Since 1999, mutations in LMNA have been shown to cause several different inherited diseases (Table 1). Some, such as Emery-Dreifuss muscular dystrophy (EDMD) and Dunnigan-type familial partial lipodystrophy (FPLD), are rather tissue-specific (5). Others, such as Hutchinson-Gilford progeria syndrome, which is caused by a unique mutation in lamin A (6, 7), are more generalized. Before these discoveries, the predominant functions of lamins A and C were thought to be to provide mechanical support to the nucleus and to anchor “silent” heterochromatin to the inner nuclear membrane. The discoveries linking lamins A and C to inherited disorders have led to a new question: How do mutations in these proteins, expressed in nearly all differentiated somatic cells, cause different diseases, some of which are tissue-specific?

Table 1

Diseases caused by mutations in lamins A and C

Mechanical stress versus gene expression

Investigators in the field have proposed two nonexclusive hypotheses to address this question. The “mechanical stress” hypothesis states that abnormalities in nuclear structure, which result from lamin mutations, lead to increased susceptibility to cellular damage by physical stress. This hypothesis is supported by observations that fibroblasts from patients with lamin A/C mutations and transfected cells expressing the mutant proteins often have severe abnormalities in nuclear morphology and that fibroblasts from subjects with FPLD are susceptible to damage by heat shock (6–12). The “gene expression” hypothesis, which proposes that the nuclear envelope plays a role in tissue-specific gene expression that can be altered by mutations in lamins, is based primarily on observed interactions between nuclear envelope and chromatin components.

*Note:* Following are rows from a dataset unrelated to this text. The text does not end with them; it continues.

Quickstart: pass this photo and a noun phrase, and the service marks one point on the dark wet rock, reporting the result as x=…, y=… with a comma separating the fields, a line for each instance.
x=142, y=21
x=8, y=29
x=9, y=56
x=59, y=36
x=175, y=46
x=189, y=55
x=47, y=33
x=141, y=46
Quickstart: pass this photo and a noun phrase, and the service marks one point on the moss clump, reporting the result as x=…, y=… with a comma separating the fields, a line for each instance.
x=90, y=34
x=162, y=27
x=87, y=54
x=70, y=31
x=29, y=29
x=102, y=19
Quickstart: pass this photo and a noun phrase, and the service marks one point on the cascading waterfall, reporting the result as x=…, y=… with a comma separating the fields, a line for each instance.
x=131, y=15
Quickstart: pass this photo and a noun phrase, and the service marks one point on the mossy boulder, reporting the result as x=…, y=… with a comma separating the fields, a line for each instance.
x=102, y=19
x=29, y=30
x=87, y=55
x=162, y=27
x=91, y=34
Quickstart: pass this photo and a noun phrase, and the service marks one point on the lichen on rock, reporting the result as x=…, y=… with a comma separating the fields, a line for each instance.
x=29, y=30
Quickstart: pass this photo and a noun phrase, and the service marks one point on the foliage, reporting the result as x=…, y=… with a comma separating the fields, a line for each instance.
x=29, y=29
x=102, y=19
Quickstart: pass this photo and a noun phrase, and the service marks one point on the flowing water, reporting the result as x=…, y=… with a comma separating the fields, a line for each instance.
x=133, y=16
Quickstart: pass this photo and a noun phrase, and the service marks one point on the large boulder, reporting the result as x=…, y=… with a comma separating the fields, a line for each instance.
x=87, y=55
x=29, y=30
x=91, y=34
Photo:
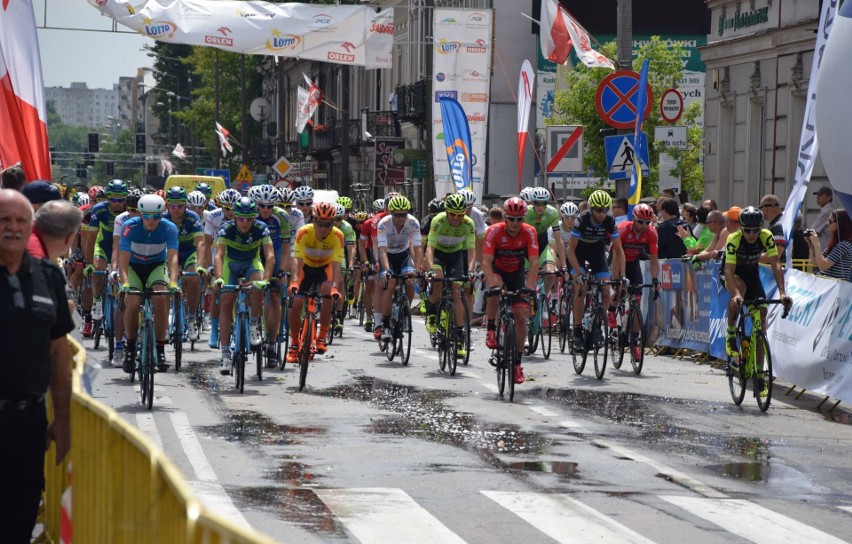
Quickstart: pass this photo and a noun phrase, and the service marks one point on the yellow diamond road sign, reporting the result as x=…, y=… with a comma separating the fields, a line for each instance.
x=282, y=166
x=244, y=175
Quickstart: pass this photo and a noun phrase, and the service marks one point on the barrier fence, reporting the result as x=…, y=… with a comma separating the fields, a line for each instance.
x=123, y=488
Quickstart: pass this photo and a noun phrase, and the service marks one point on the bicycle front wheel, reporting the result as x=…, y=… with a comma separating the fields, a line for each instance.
x=763, y=374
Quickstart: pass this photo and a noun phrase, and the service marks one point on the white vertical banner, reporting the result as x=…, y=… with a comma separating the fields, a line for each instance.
x=461, y=70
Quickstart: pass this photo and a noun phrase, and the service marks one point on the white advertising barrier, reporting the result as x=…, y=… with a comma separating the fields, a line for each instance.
x=355, y=35
x=812, y=348
x=461, y=70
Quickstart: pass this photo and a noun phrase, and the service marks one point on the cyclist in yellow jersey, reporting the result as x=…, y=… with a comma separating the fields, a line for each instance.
x=318, y=254
x=741, y=274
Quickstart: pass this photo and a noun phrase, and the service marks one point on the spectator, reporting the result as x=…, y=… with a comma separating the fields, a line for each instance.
x=55, y=229
x=39, y=191
x=825, y=198
x=13, y=178
x=670, y=245
x=771, y=208
x=836, y=260
x=619, y=210
x=33, y=307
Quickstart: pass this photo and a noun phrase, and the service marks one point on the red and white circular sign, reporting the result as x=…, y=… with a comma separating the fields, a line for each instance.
x=671, y=105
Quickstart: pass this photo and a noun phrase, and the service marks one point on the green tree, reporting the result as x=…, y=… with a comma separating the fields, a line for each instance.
x=576, y=105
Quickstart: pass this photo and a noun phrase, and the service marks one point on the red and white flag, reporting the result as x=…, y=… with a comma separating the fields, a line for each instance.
x=23, y=121
x=559, y=32
x=179, y=152
x=223, y=135
x=526, y=83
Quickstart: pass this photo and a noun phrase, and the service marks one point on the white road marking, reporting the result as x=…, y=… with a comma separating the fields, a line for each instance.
x=381, y=515
x=214, y=497
x=564, y=519
x=751, y=521
x=192, y=448
x=677, y=476
x=146, y=424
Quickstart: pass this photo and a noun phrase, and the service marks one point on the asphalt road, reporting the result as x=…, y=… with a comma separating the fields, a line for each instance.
x=375, y=452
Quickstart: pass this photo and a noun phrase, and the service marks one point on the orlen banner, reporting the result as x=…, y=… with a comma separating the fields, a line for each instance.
x=355, y=35
x=461, y=70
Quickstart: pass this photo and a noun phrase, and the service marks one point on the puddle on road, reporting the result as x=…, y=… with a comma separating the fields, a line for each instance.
x=254, y=429
x=301, y=507
x=422, y=414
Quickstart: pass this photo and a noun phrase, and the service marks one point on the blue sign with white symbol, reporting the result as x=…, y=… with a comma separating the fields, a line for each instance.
x=621, y=155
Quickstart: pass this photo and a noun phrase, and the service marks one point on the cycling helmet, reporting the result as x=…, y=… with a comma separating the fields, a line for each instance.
x=228, y=198
x=540, y=194
x=600, y=199
x=133, y=199
x=245, y=207
x=436, y=205
x=204, y=189
x=264, y=194
x=196, y=199
x=116, y=187
x=324, y=211
x=644, y=212
x=287, y=195
x=176, y=194
x=469, y=197
x=569, y=209
x=345, y=201
x=93, y=192
x=399, y=204
x=751, y=217
x=455, y=203
x=303, y=193
x=152, y=204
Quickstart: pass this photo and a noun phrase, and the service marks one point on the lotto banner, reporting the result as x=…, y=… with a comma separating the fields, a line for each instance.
x=340, y=34
x=461, y=71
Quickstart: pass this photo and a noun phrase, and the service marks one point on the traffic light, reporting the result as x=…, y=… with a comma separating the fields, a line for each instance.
x=94, y=142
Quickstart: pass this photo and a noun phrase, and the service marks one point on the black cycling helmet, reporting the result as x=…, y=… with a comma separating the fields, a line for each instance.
x=751, y=217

A paucity of affected tissue from human subjects with “laminopathies” has limited the ability to test these hypotheses. This has been partially overcome by the ground-breaking work of Colin Stewart and collaborators (13), who generated a lamin A/C knockout mouse. While heterozygous mice are apparently normal, homozygous null mice develop cardiac abnormalities and regional skeletal myopathy that resemble human EDMD. Fibroblast nuclei from these mice also show structural alterations similar to those from affected human subjects. Thus, despite the fact that most patients with autosomal dominant EDMD have missense mutations, small deletions, or, rarely, haploinsufficiency of lamins A and C, the lamin A/C–deficient mouse is a useful model to study the disease. Two articles in this issue of the JCI (14, 15) use these mice to test the mechanical-stress and gene-expression hypotheses.

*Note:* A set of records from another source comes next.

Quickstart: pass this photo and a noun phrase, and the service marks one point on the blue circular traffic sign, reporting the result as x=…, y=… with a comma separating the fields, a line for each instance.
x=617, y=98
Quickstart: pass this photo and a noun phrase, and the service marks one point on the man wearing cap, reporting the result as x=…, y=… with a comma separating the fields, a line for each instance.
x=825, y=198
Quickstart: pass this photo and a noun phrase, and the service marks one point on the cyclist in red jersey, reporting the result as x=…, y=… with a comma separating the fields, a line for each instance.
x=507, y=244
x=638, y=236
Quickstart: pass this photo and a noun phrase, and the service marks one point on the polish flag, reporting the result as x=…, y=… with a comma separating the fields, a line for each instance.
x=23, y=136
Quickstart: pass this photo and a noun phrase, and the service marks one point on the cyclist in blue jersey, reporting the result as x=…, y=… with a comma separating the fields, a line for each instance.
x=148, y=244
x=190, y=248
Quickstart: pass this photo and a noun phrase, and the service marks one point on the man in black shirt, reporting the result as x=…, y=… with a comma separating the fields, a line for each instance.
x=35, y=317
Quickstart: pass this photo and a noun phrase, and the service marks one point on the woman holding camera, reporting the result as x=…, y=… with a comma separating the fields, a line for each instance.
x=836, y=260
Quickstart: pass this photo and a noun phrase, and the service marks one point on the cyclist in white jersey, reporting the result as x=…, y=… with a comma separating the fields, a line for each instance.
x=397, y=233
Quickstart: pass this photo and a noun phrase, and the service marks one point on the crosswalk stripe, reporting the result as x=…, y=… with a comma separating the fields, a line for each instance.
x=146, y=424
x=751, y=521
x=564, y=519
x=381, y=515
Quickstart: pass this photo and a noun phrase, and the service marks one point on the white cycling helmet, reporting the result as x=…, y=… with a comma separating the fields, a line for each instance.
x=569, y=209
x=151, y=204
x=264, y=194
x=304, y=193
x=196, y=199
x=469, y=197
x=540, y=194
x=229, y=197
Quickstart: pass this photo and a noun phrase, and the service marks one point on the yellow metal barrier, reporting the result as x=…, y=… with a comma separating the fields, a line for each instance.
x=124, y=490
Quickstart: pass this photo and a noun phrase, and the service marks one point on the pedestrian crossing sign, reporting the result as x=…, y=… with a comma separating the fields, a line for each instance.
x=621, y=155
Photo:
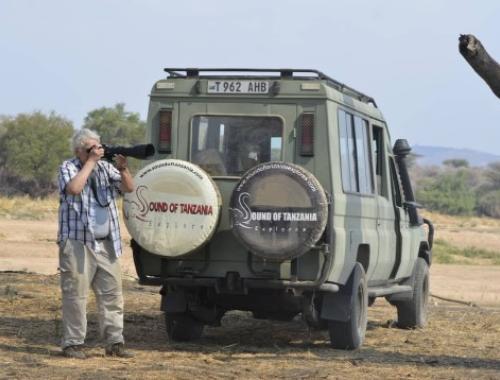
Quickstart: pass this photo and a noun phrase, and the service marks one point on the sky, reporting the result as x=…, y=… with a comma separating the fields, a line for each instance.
x=75, y=56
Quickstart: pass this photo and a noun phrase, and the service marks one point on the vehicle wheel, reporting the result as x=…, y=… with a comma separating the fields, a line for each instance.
x=183, y=327
x=350, y=334
x=275, y=315
x=413, y=313
x=371, y=300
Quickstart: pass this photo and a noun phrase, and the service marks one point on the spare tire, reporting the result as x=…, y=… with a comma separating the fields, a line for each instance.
x=278, y=210
x=174, y=208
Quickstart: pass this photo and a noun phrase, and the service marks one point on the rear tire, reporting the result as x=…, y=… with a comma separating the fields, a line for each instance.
x=349, y=335
x=413, y=313
x=183, y=327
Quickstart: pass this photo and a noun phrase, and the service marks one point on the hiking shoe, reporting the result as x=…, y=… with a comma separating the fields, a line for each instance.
x=74, y=352
x=118, y=349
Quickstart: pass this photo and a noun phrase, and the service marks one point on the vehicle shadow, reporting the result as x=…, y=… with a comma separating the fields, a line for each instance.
x=239, y=334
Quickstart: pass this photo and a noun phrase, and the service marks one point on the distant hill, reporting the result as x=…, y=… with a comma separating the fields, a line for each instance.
x=435, y=155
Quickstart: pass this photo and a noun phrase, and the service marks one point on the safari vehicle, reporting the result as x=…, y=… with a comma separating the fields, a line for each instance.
x=276, y=192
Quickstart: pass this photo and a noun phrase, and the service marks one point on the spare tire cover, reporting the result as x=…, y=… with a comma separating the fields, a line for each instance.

Impaired nuclear mechanics leading to alterations in gene expression

Nikolova et al. (14) carefully analyzed lamin A/C–deficient mice and showed that they develop dilated cardiomyopathy with an impairment of physiological hypertrophy. They showed that nuclei of cardiac tissue and isolated myocytes have abnormal nuclear architecture with fragmented centromeric heterochromatin relocated from the periphery to the interior of the nucleus, and they correlated these alterations with possible defects in nucleocytoplasmic transport and gene expression. They also observed changes in desmin localization and speculated that a cellular skeleton integrating cytoplasmic desmin and nuclear lamina networks at the nuclear pore complexes is altered (Figure 1). Although there is no evidence for connections between the lamina and desmin networks in vivo, the strength of this study is the demonstration of impressive changes in chromatin structure, which may indeed have pathological consequences. In general, there is a correlation between gene activity and nuclear location with genes physically localized near the periphery of the nucleus being inactive (16). Dynamic changes in gene activation may also occur during cellular differentiation, with silenced genes preferentially shifted to the nuclear periphery, close to centromeric heterochromatin, and activated ones translocated to a more central, euchromatic environment (17). A similar chromatin-reorganizing mechanism may normally be operative in nuclei of differentiating myoblasts or as a protective response in differentiated myocytes; loss of lamins A and C may disrupt this, leading to inappropriate gene activation or repression and resultant myopathy.

Figure 1

Schematic diagrams showing nuclear envelopes of a normal myocyte (a) and a myocyte from a mouse lacking lamins A and C (b). The nuclear envelope contains the inner nuclear membrane, pore membranes, and the outer nuclear membrane, which is directly continuous with the endoplasmic reticulum (ER). It also contains the nuclear lamina and nuclear pore complexes. The nuclear lamina of a normal myocyte (a) is composed of A-type (lamins A and C) and B-type (lamin B) lamins, which form a meshwork of intermediate filaments (yellow, red, and green). At the periphery of the nucleus, heterochromatin is preferentially associated with the inner nuclear membrane and the lamina. Putative connections (? in figure) may exist between cytoplasmic desmin filaments and the external faces of the nuclear pore complexes. In a myocyte of a lamin A/C–deficient mouse (b), the lamina is composed of only B-type lamins (green), and the nuclear envelopes are irregularly shaped with morphological abnormalities. Nikolova et al. (14) showed that heterochromatin is largely relocated from the nuclear envelope to the interior, which could cause alterations in gene expression. They also showed changes in desmin localization and hypothesized that this may result from alterations of its putative association (? in figure) with the nuclear envelope. Using fibroblasts from lamin A/C–deficient mice, Lammerding et al. (15) showed that nuclear deformities are increased by applied mechanical strain with resultant defective mechanotransduction and attenuated expression of mechanoresponsive genes. Adapted with permission from the Massachusetts Medical Society, Copyright 2000 (20). All rights reserved.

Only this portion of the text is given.